Undetectable guns are the main focus of the bill, which adds a broad prohibition on any gun that doesn't have enough metal in it to trigger common airport scanners.
Specifically outlawed would be any firearm that doesn't contain at least 3.7 ounces of steel, and any gun that wouldn't show a recognizable outline in an X-ray machine.
That would essentially prohibit printing complete plastic guns on 3D printers, unless metal parts were included.
The bill stops short of banning untraceable guns, defined as guns without a serial number from a federally licensed firearm manufacturer.
Making untraceable guns for personal use is allowed within certain limits under federal law.
That wouldn't change under the bill, which doesn't subject untraceable firearms to the same kind of broad prohibition as undetectable guns.
Instead, Ferguson's bill only prohibits giving manufacturing assistance to anyone prohibited from owning a gun, like a felon, making the first offense a misdemeanor.
Plans for 3D printers would be included in that, and anyone selling them online would have to perform a background check on Washington buyers, according to Ferguson spokeswoman Brionna Aho.
While plans for 3D-printed guns have gained media attention, other untraceable gun kits can be purchased online, including so-called "80 percent" guns, which are sold with basic machining work like drilling left undone to circumvent federal registration requirements, and often come as a kit including instructions for completion.

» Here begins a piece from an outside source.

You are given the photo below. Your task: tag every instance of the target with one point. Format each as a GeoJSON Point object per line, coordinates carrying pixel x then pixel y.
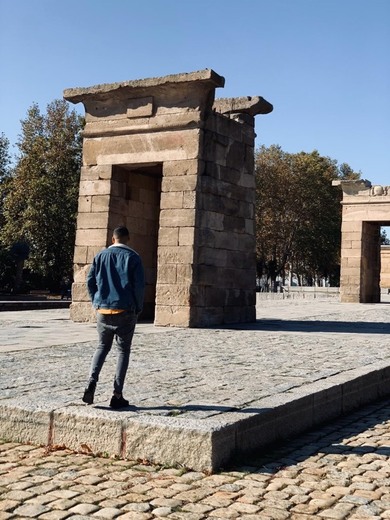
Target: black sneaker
{"type": "Point", "coordinates": [118, 402]}
{"type": "Point", "coordinates": [89, 393]}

Republicans were broadly critical of the measure ahead of Tuesday's vote, including Sen. Keith Wagoner, of Sedro-Woolley, who said the high cost of 3D printers was prohibitive, and questioned whether plastic guns would ever appeal to wrongdoers when manufacturing a metal alternative is possible.
"This is already covered under federal law," Wagoner said during earlier debate in the Senate. "You can go home in the workshop in a day and make something that really will hurt you."
After Tuesday's 56-40 vote, the measure now heads to Gov. Jay Inslee for consideration.